Monday, August 13, 2007

Cultivating British identity

(I seem to take 2 months to actually blog about stories I save for blogging, so you'll have to excuse my lack of timeliness.)

In recent months, both Gordon Brown and David Cameron have called for the British state to take greater interest in cultivating British identity, with particular focus on the "United" bit of the "United Kingdom." Brown's take is more compelling, not least because Cameron's use of the United States as a model is rather blunted by his ignorance about what actually resonates with Americans (hint: Americans have neither emotional attachment nor reverence to Mt. Rushmore). But both Brown and Cameron believe that the
government can take positive steps towards increasing a sense of British unity: making British history a central part of the national curriculum, highlighting nationwide holidays like Remembrance Day, and ensuring that immigrants learn English.

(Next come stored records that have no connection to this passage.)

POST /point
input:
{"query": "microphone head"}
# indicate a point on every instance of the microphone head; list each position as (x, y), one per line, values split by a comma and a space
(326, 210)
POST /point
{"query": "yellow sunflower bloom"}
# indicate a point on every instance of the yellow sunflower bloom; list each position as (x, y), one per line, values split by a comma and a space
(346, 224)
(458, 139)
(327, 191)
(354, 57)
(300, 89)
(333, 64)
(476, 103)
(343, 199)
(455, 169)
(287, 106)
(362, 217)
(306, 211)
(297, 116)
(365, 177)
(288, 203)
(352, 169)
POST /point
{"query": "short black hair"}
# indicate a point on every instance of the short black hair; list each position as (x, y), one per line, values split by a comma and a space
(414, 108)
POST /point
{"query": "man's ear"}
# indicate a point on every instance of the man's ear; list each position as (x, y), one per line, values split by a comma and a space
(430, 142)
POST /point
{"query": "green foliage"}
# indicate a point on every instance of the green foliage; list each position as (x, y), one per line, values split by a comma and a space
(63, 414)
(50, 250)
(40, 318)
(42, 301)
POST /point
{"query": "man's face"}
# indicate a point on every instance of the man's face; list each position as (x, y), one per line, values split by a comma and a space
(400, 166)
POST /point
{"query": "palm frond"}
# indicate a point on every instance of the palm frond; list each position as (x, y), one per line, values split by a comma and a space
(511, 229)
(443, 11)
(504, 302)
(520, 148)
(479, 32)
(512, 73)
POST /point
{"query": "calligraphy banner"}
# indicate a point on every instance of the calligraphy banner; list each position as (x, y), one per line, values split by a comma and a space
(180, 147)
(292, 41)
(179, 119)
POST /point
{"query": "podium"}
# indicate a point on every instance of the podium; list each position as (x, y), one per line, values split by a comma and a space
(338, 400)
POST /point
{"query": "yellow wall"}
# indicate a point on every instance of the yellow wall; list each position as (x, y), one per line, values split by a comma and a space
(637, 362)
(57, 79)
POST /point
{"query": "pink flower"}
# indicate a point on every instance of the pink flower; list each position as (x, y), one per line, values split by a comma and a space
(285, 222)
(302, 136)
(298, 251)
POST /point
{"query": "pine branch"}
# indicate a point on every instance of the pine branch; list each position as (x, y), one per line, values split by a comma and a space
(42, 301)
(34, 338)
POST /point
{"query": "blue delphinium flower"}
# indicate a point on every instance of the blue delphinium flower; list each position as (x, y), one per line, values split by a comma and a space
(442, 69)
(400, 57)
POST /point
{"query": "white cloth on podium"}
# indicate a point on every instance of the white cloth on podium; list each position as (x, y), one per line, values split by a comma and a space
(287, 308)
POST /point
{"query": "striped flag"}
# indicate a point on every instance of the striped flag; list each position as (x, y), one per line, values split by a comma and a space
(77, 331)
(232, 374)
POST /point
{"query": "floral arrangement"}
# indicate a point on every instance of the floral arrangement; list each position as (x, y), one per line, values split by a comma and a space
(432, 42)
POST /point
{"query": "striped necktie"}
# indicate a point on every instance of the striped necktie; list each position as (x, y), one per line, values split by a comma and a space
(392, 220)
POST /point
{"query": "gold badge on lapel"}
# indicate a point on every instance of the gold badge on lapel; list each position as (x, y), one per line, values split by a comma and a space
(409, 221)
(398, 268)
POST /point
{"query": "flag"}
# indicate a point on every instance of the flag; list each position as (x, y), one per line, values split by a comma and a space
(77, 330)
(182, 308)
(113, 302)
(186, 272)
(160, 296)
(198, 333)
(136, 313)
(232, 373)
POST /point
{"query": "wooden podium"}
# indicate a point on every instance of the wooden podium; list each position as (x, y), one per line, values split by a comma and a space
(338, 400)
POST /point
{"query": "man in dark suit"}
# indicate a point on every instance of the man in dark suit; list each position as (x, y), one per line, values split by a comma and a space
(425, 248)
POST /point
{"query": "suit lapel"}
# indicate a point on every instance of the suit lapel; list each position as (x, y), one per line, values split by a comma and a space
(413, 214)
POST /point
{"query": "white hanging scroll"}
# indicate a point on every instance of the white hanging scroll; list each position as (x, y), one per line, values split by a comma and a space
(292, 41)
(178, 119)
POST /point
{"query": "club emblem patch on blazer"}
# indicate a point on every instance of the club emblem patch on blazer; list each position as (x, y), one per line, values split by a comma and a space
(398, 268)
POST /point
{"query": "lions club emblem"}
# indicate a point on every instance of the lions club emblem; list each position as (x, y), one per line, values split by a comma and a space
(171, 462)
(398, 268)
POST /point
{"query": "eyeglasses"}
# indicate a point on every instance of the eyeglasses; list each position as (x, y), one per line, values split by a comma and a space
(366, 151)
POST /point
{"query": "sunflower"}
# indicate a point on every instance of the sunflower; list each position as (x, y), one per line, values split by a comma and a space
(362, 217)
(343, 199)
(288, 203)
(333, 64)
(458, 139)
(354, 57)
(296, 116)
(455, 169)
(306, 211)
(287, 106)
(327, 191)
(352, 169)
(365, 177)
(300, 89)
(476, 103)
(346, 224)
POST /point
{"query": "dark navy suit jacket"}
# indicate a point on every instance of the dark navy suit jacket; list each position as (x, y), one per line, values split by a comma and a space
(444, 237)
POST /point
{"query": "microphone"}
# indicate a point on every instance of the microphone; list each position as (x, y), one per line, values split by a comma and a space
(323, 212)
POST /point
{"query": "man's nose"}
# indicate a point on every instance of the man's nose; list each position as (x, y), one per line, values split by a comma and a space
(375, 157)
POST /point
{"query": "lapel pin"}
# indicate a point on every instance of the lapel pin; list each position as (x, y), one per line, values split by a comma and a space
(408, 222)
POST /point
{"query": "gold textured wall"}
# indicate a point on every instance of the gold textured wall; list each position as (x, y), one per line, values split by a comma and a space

These are just the sort of things that the government can do to increase national identity, but I'm skeptical that they would actually work. Identity is complex and multi-faceted, and it strikes me as naive to think that simply injecting more British history into the schools, flying the Union Jack more frequently, and encouraging the use of English will magically make everyone feel more British (to be fair, Cameron points to English as a means of facilitating communication and cooperation between previously disconnected communities within the UK). Too much of life takes place outside of the purview of the state for it to be as easy as that. Family life, television, and local community all have as strong an impact on the development of identity as what is taught in school.

I'll leave it to others (for now) to debate the desirability of a stronger British identity. But it won't be as easy to create as Brown and Cameron seem to think.